Creatingdataframes
What are different ways in which you can create a dataframe ?
- Using pd.DataFrame() constructor.
- Zip lists to build a DataFrame.
- Building dataframes with broadcasting.
Using pd.DataFrame() constructor
We can create a dataframe by using the pd.DataFrame()
constructor. The dictionary-list constructor assigns values to the column labels, but just uses an ascending count from 0 (0, 1, 2, 3, …) for the row labels.
# Pre-defined lists
names = ['United States', 'Australia', 'Japan', 'India', 'Russia', 'Morocco', 'Egypt']
dr = [True, False, False, False, True, True, True]
cpc = [809, 731, 588, 18, 200, 70, 45]
# Import pandas as pd
import pandas as pd
# Create dictionary my_dict with three key:value pairs: my_dict
my_dict = { 'country':names, 'drives_right':dr, 'cars_per_cap':cpc }
# Build a DataFrame cars from my_dict: cars
cars = pd.DataFrame(my_dict)
# Print cars
print(cars)
cars_per_cap country drives_right
0 809 United States True
1 731 Australia False
2 588 Japan False
3 18 India False
4 200 Russia True
5 70 Morocco True
6 45 Egypt True
Another simple example is shown below. Here we are using the same way as above - i.e, using a dictionary of lists to create a dataframe. In addition, we also show below how we can modify the index of the rows after creating the dataframe.
# Your code here
Apples = [35, 41]
Bananas = [21, 34]
rows = ['2017 Sales', '2018 Sales']
df = pd.DataFrame({'Apples': Apples, 'Bananas': Bananas})
df.index = rows
df.head()
Apples | Bananas | |
---|---|---|
2017 Sales | 35 | 21 |
2018 Sales | 41 | 34 |
Instead of creating the index after creating the dataframe, there is another way to create the index while creating the dataframe itself.
# Your code here
Apples = [35, 41]
Bananas = [21, 34]
rows = ['2017 Sales', '2018 Sales']
df = pd.DataFrame({'Apples': Apples, 'Bananas': Bananas}, index=rows)
df.head()
Apples | Bananas | |
---|---|---|
2017 Sales | 35 | 21 |
2018 Sales | 41 | 34 |
Using Zip Lists to build DataFrames
Suppose you have list_keys
and list_values
as two seperate lists, and you want to use the list_keys
as the column names and list_values
as the column data, then you can use the zip
and list
functions to create the desired dataframes.
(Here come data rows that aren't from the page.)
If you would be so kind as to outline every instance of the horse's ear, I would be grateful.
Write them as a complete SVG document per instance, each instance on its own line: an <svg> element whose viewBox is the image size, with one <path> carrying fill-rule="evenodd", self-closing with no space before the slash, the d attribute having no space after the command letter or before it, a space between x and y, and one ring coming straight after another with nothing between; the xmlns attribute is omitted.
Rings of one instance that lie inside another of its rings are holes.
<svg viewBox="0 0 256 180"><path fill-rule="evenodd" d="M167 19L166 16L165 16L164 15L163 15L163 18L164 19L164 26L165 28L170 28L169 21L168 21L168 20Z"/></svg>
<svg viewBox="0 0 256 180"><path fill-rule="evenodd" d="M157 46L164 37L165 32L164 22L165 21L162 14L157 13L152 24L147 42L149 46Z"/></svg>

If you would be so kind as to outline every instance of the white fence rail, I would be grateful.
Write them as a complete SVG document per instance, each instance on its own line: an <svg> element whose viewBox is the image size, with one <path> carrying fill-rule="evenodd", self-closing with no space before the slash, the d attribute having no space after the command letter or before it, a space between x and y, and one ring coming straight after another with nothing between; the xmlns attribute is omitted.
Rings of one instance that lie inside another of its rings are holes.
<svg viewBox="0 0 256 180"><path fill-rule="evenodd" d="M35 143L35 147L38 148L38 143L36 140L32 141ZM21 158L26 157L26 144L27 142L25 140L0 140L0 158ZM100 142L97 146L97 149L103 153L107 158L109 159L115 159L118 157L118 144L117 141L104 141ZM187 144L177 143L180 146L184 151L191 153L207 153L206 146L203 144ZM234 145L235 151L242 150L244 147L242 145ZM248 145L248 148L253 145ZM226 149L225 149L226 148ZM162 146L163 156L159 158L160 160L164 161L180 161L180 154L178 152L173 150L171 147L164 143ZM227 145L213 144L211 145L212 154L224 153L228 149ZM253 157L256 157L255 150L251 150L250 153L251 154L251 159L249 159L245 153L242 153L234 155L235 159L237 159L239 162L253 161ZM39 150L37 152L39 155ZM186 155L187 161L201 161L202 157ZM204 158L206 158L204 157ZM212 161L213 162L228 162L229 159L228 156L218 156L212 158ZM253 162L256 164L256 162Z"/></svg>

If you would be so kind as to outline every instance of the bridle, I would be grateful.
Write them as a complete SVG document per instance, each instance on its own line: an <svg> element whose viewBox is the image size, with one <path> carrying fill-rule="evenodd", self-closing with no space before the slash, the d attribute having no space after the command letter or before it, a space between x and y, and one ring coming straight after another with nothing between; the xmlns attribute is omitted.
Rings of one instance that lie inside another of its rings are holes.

list_keys = ['Country', 'GDP']
list_values = [['US', 'AUS', 'IND'], [400, 300, 100]]
zipped_lists = zip(list_keys, list_values)
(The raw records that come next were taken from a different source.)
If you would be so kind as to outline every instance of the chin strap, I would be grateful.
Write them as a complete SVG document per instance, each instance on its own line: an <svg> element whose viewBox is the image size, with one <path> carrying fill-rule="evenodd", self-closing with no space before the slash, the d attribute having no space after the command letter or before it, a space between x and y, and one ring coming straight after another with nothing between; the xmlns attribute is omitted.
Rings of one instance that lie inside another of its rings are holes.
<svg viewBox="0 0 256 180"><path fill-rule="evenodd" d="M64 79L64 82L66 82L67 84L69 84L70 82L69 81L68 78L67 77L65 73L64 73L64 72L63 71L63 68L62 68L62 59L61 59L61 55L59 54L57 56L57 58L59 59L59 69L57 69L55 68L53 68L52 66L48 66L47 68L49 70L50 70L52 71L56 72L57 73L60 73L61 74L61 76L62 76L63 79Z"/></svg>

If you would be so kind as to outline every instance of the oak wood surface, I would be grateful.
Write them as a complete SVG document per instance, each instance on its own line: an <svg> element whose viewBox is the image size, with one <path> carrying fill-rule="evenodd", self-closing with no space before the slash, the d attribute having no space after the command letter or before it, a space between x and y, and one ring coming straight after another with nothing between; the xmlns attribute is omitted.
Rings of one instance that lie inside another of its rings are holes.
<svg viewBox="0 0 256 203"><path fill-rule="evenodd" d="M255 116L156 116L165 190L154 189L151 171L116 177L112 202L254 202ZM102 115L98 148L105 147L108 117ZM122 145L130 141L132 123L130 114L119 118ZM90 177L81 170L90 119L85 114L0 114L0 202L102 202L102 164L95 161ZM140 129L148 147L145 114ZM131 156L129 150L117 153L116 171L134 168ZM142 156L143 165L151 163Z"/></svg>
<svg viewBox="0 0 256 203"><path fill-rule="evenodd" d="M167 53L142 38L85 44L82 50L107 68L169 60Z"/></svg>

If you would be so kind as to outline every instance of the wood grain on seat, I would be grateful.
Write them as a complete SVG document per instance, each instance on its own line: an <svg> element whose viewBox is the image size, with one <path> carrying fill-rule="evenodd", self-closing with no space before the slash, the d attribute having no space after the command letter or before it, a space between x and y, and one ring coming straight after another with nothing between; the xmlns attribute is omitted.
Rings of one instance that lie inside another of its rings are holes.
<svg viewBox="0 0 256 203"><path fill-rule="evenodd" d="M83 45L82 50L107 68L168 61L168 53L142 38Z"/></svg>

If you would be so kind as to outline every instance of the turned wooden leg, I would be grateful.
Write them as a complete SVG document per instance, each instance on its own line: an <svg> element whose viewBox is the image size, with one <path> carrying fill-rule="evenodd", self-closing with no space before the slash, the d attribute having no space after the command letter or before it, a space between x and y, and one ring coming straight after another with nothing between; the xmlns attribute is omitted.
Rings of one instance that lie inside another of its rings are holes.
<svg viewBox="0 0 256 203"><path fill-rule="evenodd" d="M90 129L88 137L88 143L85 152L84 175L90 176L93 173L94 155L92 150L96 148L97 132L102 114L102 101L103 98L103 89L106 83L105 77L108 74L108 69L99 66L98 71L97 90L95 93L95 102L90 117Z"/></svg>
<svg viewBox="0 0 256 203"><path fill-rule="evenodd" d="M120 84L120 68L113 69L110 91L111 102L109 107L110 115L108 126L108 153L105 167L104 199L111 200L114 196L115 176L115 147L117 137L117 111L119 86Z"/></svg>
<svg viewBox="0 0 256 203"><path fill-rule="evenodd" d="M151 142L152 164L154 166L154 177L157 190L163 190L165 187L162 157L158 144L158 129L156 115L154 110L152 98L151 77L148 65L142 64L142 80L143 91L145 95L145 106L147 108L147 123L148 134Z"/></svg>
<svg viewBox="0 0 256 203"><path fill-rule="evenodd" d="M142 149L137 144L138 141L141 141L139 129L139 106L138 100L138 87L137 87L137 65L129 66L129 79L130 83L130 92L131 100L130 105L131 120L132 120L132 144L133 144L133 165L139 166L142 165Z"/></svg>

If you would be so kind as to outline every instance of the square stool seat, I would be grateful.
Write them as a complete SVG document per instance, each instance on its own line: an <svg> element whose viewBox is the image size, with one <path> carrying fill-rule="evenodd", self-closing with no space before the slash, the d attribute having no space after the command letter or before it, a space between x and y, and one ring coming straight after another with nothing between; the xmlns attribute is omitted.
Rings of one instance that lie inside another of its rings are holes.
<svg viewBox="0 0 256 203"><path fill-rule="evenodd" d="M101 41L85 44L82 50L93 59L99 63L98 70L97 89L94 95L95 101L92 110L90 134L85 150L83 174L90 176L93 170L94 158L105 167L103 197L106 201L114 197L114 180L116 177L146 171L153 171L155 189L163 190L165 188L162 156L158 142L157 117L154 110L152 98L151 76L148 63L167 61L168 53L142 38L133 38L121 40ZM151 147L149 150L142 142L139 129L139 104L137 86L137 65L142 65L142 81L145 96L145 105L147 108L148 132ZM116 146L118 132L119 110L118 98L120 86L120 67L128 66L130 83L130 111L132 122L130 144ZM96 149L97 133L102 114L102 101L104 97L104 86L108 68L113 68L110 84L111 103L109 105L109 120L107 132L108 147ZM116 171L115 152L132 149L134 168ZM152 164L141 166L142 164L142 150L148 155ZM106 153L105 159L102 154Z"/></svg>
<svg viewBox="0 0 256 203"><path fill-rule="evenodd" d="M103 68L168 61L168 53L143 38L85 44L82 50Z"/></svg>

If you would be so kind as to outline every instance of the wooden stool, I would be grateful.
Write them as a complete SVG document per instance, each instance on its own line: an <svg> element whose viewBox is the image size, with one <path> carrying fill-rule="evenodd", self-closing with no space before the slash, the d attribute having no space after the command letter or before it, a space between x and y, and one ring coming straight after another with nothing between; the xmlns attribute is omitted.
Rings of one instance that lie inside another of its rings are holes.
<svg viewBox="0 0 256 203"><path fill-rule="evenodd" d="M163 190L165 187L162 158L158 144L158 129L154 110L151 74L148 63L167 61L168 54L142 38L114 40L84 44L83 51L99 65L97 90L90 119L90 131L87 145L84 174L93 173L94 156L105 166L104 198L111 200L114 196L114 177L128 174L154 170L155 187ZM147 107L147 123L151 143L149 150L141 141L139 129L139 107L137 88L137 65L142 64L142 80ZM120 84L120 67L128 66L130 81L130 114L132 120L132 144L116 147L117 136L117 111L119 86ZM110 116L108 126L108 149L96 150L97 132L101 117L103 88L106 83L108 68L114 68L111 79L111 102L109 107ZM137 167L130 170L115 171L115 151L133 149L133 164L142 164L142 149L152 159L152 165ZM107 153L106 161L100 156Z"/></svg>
# Zip object - a generator
print(zipped_lists)
# convert to a list of tuples
zipped_tuples = list(zipped_lists)
# list of tuples
print(zipped_tuples)
<zip object at 0x11493ae08>
[('Country', ['US', 'AUS', 'IND']), ('GDP', [400, 300, 100])]
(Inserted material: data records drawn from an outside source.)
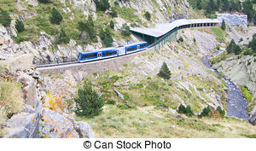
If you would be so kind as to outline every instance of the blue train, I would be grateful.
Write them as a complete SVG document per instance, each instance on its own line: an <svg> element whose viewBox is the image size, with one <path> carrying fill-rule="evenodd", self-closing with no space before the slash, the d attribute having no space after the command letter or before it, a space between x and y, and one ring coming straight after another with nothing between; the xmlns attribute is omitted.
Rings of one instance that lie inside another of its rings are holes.
<svg viewBox="0 0 256 151"><path fill-rule="evenodd" d="M79 52L78 61L80 62L111 58L114 56L125 55L127 54L141 51L148 49L147 42L139 42L119 47L105 48L93 50L91 52Z"/></svg>

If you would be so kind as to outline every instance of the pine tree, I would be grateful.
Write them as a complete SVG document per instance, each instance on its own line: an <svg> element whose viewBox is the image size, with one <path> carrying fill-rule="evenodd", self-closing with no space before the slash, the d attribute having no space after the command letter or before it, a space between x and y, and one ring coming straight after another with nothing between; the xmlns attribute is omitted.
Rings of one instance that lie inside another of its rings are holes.
<svg viewBox="0 0 256 151"><path fill-rule="evenodd" d="M63 17L55 8L53 8L51 10L51 16L49 19L51 23L61 24L61 20L63 20Z"/></svg>
<svg viewBox="0 0 256 151"><path fill-rule="evenodd" d="M9 26L10 25L12 19L10 18L9 13L0 8L0 24L3 26Z"/></svg>
<svg viewBox="0 0 256 151"><path fill-rule="evenodd" d="M114 24L113 24L113 20L110 21L109 26L110 26L112 29L113 29Z"/></svg>
<svg viewBox="0 0 256 151"><path fill-rule="evenodd" d="M222 20L221 29L224 30L224 31L226 30L226 23L225 23L224 20Z"/></svg>
<svg viewBox="0 0 256 151"><path fill-rule="evenodd" d="M55 43L56 44L67 44L70 40L67 34L65 32L65 31L61 28L60 35L56 38Z"/></svg>
<svg viewBox="0 0 256 151"><path fill-rule="evenodd" d="M146 17L146 19L147 19L148 20L151 20L151 15L150 15L150 14L149 14L149 12L147 11L147 12L145 13L144 15L145 15L145 17Z"/></svg>
<svg viewBox="0 0 256 151"><path fill-rule="evenodd" d="M25 31L24 24L22 21L20 21L20 20L16 20L15 23L16 23L15 28L18 32Z"/></svg>
<svg viewBox="0 0 256 151"><path fill-rule="evenodd" d="M158 76L165 78L165 79L169 79L171 77L171 71L168 68L168 66L166 62L163 63L159 73L157 74Z"/></svg>
<svg viewBox="0 0 256 151"><path fill-rule="evenodd" d="M92 90L91 84L84 81L83 89L78 91L75 113L79 116L94 117L99 115L104 106L103 99Z"/></svg>
<svg viewBox="0 0 256 151"><path fill-rule="evenodd" d="M50 0L38 0L38 1L43 3L47 3L50 2Z"/></svg>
Using the above list of tuples, we can convert them into a dictionary. Remember, pd.DataFrame() takes a dict object.
# convert to a dictionary
dict_lists = dict(zipped_tuples)
print(dict_lists)
{'Country': ['US', 'AUS', 'IND'], 'GDP': [400, 300, 100]}
# Finally create a dataframe.
df1 = pd.DataFrame(dict_lists)
# print
df1.head()
Country | GDP | |
---|---|---|
0 | US | 400 |
1 | AUS | 300 |
2 | IND | 100 |
Using broadcasting
You can implicitly use ‘broadcasting’, a feature of NumPy, when creating pandas DataFrames. For example, here we create a DataFrame of cities in Pennsylvania that contains the city name in one column and the state name in the second.
cities = ['Manheim',
'Preston park',
'Biglerville',
'Indiana',
'Curwensville',
'Crown',
'Harveys lake',
'Mineral springs',
'Cassville',
'Hannastown',
'Saltsburg',
'Tunkhannock',
'Pittsburgh',
'Lemasters',
'Great bend']
# Make a string with the value 'PA': state
state = 'PA'
# Construct a dictionary: data
data = {'state':state, 'city':cities}
# Construct a DataFrame from dictionary data: df
df = pd.DataFrame(data)
# Print the DataFrame
print(df)
city state
0 Manheim PA
1 Preston park PA
2 Biglerville PA
3 Indiana PA
4 Curwensville PA
5 Crown PA
6 Harveys lake PA
7 Mineral springs PA
8 Cassville PA
9 Hannastown PA
10 Saltsburg PA
11 Tunkhannock PA
12 Pittsburgh PA
13 Lemasters PA
14 Great bend PA